絶対的愛情
「何故ここに?」
艶やかなな黒髪と白衣のモノトーン。
すらりと背が高く、天使の笑みで私を見つめるその姿。
忘れるはずがない。
「あああ、あの!白衣と傘を返しに…」
光のプリズムが、網膜を焼く。
心拍数は一気に急上昇。
「あぁ、返してもらわなくて良かったのに。カゼ引きませんでしたか?」
「お陰様で!!あの時はありがとうございました」
ここで会えるなんて、やっぱり運命なんだと感じてしまう。
「いえ、たまたま通りかかっただけですから。

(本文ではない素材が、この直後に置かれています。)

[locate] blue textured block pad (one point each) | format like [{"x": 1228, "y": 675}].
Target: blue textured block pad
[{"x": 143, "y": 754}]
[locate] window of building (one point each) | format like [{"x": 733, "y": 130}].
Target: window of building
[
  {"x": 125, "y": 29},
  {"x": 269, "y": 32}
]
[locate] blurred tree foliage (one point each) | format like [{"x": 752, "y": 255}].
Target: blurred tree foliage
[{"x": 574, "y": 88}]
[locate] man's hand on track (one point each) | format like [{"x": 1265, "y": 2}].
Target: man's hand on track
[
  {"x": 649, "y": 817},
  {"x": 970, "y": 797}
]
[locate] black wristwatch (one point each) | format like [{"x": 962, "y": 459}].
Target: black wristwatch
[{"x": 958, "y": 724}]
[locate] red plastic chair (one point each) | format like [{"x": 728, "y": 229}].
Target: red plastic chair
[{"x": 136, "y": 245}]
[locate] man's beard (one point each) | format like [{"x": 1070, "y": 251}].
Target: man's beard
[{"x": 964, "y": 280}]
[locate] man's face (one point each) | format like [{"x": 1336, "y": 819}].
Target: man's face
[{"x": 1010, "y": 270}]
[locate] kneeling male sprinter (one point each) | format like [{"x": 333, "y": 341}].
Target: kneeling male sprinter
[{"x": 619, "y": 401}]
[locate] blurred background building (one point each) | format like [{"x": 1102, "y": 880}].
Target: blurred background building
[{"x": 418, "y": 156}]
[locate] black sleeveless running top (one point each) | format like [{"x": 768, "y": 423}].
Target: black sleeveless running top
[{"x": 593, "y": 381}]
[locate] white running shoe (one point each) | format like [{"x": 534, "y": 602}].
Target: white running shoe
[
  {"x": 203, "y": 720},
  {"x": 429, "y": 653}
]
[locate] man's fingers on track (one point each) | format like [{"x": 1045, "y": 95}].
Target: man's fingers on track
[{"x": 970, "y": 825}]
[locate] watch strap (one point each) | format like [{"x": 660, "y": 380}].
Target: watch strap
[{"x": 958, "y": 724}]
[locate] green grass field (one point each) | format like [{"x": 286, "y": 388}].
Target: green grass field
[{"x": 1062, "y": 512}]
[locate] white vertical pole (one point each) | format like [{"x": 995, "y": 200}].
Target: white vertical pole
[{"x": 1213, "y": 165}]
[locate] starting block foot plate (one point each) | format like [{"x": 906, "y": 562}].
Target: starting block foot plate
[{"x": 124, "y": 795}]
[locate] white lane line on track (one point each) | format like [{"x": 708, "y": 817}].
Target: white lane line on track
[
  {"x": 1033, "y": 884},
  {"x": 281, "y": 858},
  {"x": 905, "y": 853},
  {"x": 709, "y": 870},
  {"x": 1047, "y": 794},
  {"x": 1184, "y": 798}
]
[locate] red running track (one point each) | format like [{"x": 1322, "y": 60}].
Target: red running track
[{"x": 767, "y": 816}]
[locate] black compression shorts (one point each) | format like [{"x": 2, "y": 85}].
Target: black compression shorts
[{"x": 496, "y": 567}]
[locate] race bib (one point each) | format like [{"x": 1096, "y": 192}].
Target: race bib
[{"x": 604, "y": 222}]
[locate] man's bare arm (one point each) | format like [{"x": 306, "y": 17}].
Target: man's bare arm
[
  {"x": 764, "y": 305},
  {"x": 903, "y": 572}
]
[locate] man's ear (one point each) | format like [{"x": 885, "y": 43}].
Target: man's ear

せっかく洗濯してくださったみたいですが、この白衣は捨てます」
私はキョトンとして彼を見た。
漂白剤につけてから洗濯して、アイロンまでかけたのに…
「雑菌だらけですから」
にっこり笑う彼は、悪魔に早変わりする。
頬に触れる乾いた空気が、より一層冷たくて。
私はマフラーに顔を埋めて俯いた。
雑菌だらけと言われようが、やっぱり私は好きだ。この気持ちに間違いなどない。
「わざわざ届けていただきありがとうございました。では、失礼します」
淡々と踵を返した彼の背中に、私は叫んだ。